Cina, Russia, Turchia e Paesi del Golfo non impongono questo tipo di condizionalità. Costruiscono infrastrutture, firmano contratti e lasciano le scelte politiche e sociali ai paesi stessi. Questo è uno dei motivi principali per cui l’influenza europea in Africa sta crollando mentre altri stanno guadagnando terreno.
Se l’UE vuole rimanere un partner credibile, deve abbandonare questa postura moralista e tornare a ciò che serve realmente a entrambe le parti: investimenti, infrastrutture e partenariati economici concreti – non dettami ideologici travestiti da aiuto allo sviluppo.
Lei ha già definito catastrofica la politica del presidente Macron in Africa, sottolineando la rottura degli accordi di difesa con il Senegal, l’espulsione della Francia dal Sahel e la crescente influenza di Russia e Cina. Secondo lei, questo è il risultato delle ambizioni personali fallite di Macron e dei suoi colpi di scena mediatici? L’attuale indebolimento della presenza francese nel continente non è forse la conseguenza inevitabile di un approccio che ha privilegiato i guadagni tattici e la costruzione dell’immagine a scapito dello sviluppo di relazioni a lungo termine e reciprocamente vantaggiose con i leader africani? E non avremmo dovuto passare molto tempo fa da una diplomazia di "postura" a un partenariato pragmatico?
La politica africana del presidente Macron è stato un fallimento, e oggi è difficile trovare qualcuno che lo contesti seriamente.
La realtà è che Emmanuel Macron è politicamente esaurito in patria. È un presidente senza maggioranza, senza sostegno popolare e sempre più senza credibilità. Gli affari internazionali sono diventati il suo ultimo parco giochi politico. Mentre la Francia affronta sfide interne crescenti, lui compensa con attivismo diplomatico, messe in scena mediatiche e interminabili grandi dichiarazioni che troppo spesso producono l’effetto opposto a quello desiderato.
In Africa, i risultati parlano da soli. La Francia è stata cacciata dal Sahel.
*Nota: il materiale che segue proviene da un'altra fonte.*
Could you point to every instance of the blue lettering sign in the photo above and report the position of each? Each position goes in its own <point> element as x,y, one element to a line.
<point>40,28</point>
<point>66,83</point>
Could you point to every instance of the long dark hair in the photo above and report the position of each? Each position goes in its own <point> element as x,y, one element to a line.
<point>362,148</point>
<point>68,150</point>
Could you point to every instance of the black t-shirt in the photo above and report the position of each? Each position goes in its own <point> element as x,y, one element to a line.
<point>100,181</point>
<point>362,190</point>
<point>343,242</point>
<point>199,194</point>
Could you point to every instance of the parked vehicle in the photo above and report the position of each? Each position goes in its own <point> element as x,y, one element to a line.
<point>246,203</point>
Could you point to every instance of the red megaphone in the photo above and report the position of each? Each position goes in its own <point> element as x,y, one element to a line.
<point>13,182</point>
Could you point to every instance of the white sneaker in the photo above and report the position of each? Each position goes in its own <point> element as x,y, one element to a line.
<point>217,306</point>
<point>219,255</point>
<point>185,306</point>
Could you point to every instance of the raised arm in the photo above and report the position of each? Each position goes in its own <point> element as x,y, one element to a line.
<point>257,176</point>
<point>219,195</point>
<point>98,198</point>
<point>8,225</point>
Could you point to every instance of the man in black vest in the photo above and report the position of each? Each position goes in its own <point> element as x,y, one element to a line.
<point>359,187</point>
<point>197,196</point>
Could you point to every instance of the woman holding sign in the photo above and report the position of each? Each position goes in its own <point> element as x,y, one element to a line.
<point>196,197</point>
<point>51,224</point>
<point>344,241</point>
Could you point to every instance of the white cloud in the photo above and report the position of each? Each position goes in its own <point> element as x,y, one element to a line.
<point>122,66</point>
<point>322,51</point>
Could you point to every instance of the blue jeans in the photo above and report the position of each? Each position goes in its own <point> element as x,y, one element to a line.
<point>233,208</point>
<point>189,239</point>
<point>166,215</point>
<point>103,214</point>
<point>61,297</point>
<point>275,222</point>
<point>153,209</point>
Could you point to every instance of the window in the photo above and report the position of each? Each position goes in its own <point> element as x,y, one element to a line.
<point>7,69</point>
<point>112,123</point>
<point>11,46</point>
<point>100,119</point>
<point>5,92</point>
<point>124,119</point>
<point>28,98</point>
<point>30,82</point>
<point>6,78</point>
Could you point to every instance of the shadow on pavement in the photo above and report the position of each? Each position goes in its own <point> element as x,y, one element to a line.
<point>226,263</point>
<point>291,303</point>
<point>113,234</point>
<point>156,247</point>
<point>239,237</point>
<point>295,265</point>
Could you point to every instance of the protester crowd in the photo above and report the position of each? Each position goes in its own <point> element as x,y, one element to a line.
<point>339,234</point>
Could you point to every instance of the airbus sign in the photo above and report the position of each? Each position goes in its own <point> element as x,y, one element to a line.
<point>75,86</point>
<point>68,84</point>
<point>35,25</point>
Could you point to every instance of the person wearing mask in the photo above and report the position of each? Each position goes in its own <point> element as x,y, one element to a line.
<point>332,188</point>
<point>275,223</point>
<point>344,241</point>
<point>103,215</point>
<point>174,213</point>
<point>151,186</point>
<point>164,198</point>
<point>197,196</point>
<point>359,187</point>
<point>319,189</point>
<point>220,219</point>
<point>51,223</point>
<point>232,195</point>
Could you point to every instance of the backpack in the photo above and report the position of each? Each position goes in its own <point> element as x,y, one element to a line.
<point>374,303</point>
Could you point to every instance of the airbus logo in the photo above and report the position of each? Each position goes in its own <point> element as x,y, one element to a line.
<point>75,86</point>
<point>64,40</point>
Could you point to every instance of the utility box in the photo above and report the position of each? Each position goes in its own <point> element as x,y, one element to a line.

Gli accordi di difesa sono stati smantellati. Paesi che un tempo erano tra i nostri partner più stretti guardano sempre più altrove. Russia, Cina, Turchia e i Paesi del Golfo hanno espanso la loro influenza mentre quella francese è diminuita.
Non si tratta semplicemente di una conseguenza del mutevole contesto geopolitico. È anche il risultato di un metodo che ha privilegiato la comunicazione alla sostanza, la postura alla strategia e l’ambizione personale agli interessi nazionali a lungo termine. Troppo spesso i leader africani sono stati trattati come un pubblico per messaggi politici piuttosto che come partner in una relazione basata sul rispetto reciproco e su interessi condivisi.
Il problema va oltre l’Africa. Il presidente Macron ha sistematicamente indebolito gli stessi strumenti della diplomazia francese. La sua riforma del corpo diplomatico è stata profondamente dannosa. Diplomatici esperti sono stati messi da parte, la memoria istituzionale è andata perduta e uno dei maggiori patrimoni della Francia all’estero è stato inutilmente minato.
Di conseguenza, la Francia appare spesso incoerente, imprevedibile e scollegata dalle realtà sul terreno. I nostri partner non sanno più se la politica francese sia guidata dagli interessi nazionali o dall’ultima strategia di comunicazione del Presidente.
Ciò di cui la Francia ha bisogno ora non sono più gesti, vertici o slogan. Dobbiamo ricostruire la fiducia con pazienza e serietà. Ciò significa tornare a una diplomazia basata sul dialogo, sul rispetto e sul realismo strategico.
La Francia deve recuperare una politica di equidistanza e di impegno verso tutti gli attori. Dobbiamo parlare con tutti, rifiutare i riflessi ideologici e perseguire partenariati basati su interessi concreti e reciproci, piuttosto che su lezioni di morale o spettacoli mediatici.